Similar to the findings with regard to AFCs and other additives, comprehensive reviews of the literature conclude that sugar does not have a significant effect on the behavioral or cognitive function of most children, including those with ADHD9. However, there are some children who are sensitive to sugar and the significance of this sensitivity on ADHD symptoms cannot be ruled out the by research done to date. In addition, the risks associated with a diet high in simple sugars include obesity, diabetes, and increased triglycerides. For these reasons, in addition to possible individual sugar sensitivities that may predispose children to hyperactivity, consumption of simple sugars should be restricted in any healthy eating plan.  This may be especially true for children with impulsivity issues who may be at higher risk for unhealthy eating habits and obesity.

Everything in Moderation

Given the conflicting information out there, you may be confused about what to do. If your child has ADHD, should you opt for a total elimination diet, not consider dietary information at all, or somewhere in between? There is no conclusive evidence to show that dietary factors cause ADHD. However, the research does show that a subset of “sensitive” individuals can have an exacerbation of symptoms from particular food additives or refined sugars. With that in mind, you have to weigh the pros and cons of an extreme lifestyle change like a total elimination diet. Remember that ADHD is often associated with anxiety in children. An elimination diet can further bring about anxiety if a child feels that she cannot go out to eat with friends or he thinks that he is not seen as “normal” when other kids are eating in school. On the other hand, there may be some benefit to eliminating certain triggers that your child may be sensitive to. The key is to find the middle ground where your effort to control symptoms is not putting undue stress on your son or daughter, but you are still advocating for a healthy diet. So, don’t stress if your son ate a cupcake after school and now has to do some math homework, or your daughter drank juice riddled with Red No. 40.  Just make sure that processed foods and sugary snacks are the exception and not the rule, and are part of an overall healthy diet.

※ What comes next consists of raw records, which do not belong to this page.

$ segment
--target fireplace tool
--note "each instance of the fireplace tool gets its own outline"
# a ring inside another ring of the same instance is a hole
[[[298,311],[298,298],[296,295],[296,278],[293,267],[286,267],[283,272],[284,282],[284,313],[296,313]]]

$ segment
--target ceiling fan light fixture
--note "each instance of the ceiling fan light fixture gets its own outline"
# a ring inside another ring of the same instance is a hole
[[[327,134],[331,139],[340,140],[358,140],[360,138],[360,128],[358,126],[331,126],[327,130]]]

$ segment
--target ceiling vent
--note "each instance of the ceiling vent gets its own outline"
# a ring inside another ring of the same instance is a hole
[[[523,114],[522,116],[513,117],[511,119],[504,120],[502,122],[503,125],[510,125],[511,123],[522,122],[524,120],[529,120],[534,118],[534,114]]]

  1. Eagle, K. ADHD impacted by sulfotransferase (SULT1A) inhibition from artificial food colors and plant-based foods. 2014. Physiol. Behav. Aug; 135: 174-9.
  2. Lok, K.Y. et. al. Food additives and behavior in 8- to 9-year-old children in Hong Kong: a randomized, double-blind, placebo-controlled trial. 2013. J Dev Behav Pediatr. Nov-Dec.; 34(9): 634-50.
  3. McCann, D. et. al. Food additives and hyperactive behavior in 3-year-old and 8/9-year-old children in the community: a randomized, double-blinded, placebo-controlled trial. Lancet. Nov 3; 370(9598): 1560-7.
  4. Sonuga-Barke, E.J. et. al. Nonpharmacological interventions for ADHD: systematic review and meta-analyses of randomized controlled trials of dietary and psychological treatments. 2013. Am J Psychiatry. Mar; 170(3):275-89.
  5. Millichap, J.G. and Yee, M.M. The diet factor in attention-deficit/hyperactivity disorder. 2012. Pediatrics. Feb; 129(2): 330-7.
  6. Nigg, J.T. et. al. Meta-analysis of attention-deficit/hyperactivity disorder or attention-deficit/hyperactivity disorder symptoms, restriction diet, and synthetic food color additives. 2012. J Am Acad Child Adolesc Psychiatry. Jan;51(1): 86-97.
  7. Arnold, E.L. et. al. Artificial Food Colors and Attention-Deficit/Hyperactivity Symptoms: Conclusions to Dye for. 2012. Neurotherapeutics. 9: 599-609.
  8. Hoover, D.W., and Milich, R. Effects of sugar ingestion expectancies on mother-child interactions. 1994. J Abnorm Child Psychol. Aug;22(4): 501-515.
  9. Wolraich, M.L. et. al. The effect of sugar on behavior or cognition in children. A meta-analysis. 1995. JAMA. Nov;274(20): 1617-21.